You can do a lot with existing devices in a medium to decent gaming PC (or probably phone/laptop, I haven't tried.) I think HN tends to skew toward only thinking of LLM as useful for coding, but they are very useful for many non-coding things, and existing local LLMs are quite capable. I imagine it won't be long before apps with LLM-based features will try to run locally first and fall back to cloud LLMs just to save token costs. Actually I'd be surprised if some apps aren't doing this already.

spamizbad an hour ago | parent | prev | next [-]

Might be aimed at people who spec out the $5100 Macbook Pros with M5 Maxes and 128GB.

spullara an hour ago | parent [-]

definitely! it has the advantage that it can run CUDA kernels but on the other hand it has lower memory bandwidth and probably loses a token/s fight for many LLMs.
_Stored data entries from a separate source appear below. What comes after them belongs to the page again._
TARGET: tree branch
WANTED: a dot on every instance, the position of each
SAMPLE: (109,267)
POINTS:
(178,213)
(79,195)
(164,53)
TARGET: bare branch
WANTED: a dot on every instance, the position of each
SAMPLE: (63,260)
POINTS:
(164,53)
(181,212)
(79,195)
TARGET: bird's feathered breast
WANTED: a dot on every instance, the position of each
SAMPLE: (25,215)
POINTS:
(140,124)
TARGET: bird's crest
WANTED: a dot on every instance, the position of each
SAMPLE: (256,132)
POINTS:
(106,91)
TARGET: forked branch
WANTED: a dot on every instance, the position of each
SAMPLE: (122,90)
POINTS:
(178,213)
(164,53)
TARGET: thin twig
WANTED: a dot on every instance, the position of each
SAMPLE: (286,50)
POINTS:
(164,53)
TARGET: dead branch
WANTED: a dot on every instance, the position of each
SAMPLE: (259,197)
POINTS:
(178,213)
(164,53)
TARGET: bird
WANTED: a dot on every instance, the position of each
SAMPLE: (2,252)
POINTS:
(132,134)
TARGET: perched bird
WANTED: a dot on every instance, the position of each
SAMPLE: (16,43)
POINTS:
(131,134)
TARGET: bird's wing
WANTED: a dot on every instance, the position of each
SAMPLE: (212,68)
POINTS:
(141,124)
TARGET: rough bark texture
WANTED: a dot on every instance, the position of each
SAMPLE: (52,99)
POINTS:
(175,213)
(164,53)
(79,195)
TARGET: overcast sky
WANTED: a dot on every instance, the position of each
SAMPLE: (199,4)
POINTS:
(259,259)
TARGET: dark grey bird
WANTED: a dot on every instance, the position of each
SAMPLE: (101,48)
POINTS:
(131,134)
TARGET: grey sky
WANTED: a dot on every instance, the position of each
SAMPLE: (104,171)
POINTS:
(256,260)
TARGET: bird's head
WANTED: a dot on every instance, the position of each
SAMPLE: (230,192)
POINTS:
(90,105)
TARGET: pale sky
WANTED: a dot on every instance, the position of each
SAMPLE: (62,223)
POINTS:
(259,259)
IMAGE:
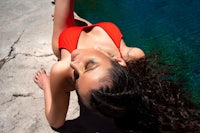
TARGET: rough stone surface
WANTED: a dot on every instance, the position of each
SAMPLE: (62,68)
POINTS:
(25,47)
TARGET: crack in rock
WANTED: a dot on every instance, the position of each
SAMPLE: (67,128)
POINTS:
(11,55)
(16,95)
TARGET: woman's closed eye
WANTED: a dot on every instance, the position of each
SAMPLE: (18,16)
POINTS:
(89,65)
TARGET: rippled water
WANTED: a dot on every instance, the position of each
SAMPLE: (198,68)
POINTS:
(171,27)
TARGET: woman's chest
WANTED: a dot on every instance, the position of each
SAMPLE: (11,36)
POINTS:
(95,37)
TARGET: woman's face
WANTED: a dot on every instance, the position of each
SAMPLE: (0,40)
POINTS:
(90,66)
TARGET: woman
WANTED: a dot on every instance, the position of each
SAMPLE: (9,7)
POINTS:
(88,57)
(112,79)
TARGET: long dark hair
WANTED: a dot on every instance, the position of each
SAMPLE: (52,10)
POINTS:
(146,98)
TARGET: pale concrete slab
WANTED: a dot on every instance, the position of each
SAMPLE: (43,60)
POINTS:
(25,47)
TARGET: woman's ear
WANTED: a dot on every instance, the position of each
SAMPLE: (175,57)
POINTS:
(120,61)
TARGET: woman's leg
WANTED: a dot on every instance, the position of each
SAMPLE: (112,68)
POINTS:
(63,18)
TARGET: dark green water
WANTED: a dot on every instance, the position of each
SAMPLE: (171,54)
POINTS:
(171,27)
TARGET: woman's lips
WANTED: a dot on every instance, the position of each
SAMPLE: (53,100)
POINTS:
(74,55)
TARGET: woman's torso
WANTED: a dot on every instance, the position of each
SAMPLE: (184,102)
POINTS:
(105,36)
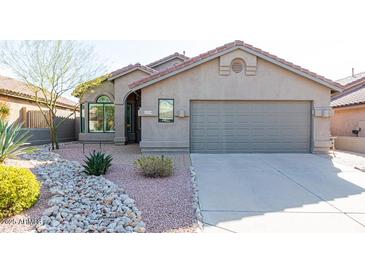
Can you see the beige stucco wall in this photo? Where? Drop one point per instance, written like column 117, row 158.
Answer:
column 204, row 82
column 347, row 143
column 17, row 104
column 346, row 119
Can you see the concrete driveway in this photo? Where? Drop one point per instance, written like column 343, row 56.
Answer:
column 279, row 193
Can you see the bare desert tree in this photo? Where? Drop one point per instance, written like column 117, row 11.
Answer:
column 51, row 69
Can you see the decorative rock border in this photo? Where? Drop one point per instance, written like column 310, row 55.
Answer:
column 196, row 205
column 81, row 203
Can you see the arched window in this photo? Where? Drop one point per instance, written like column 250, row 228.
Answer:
column 101, row 115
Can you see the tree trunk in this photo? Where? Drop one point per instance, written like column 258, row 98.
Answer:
column 53, row 131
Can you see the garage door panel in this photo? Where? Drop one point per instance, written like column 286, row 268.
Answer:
column 250, row 126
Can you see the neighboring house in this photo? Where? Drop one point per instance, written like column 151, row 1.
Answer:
column 23, row 109
column 235, row 98
column 348, row 121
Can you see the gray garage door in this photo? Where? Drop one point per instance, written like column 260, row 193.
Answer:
column 250, row 126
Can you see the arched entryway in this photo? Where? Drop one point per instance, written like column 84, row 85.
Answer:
column 132, row 120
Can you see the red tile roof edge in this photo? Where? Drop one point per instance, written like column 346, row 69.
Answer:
column 129, row 68
column 354, row 83
column 220, row 49
column 164, row 59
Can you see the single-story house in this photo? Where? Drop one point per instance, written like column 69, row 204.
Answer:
column 348, row 121
column 235, row 98
column 23, row 109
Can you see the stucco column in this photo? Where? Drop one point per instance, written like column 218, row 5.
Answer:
column 119, row 118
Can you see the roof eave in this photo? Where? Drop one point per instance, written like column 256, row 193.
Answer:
column 129, row 71
column 152, row 65
column 262, row 56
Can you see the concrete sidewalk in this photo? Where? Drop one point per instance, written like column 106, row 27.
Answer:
column 279, row 193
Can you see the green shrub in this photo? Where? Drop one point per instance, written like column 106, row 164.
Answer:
column 97, row 163
column 12, row 140
column 19, row 190
column 155, row 166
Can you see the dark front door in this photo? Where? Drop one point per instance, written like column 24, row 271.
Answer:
column 131, row 123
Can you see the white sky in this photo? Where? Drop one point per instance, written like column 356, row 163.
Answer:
column 326, row 37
3 hours ago | parent | prev | next [-]
[deleted]
mschuster91 41 minutes ago | parent | prev [-]

> In that case, this goes against Anthropic and OpenAI's business models. Which is a double whammy after Jensen Huang's recent comment about how agentic coding will only increase demand for software engineers, not reduce it.

The writing is on the wall, neither Anthropic nor OpenAI are anywhere near close to sustainability and if one or, worse, both fail the entire demand bubble for NVDA crashes.

It's smart to set up alternative destination markets while they can do so in peace.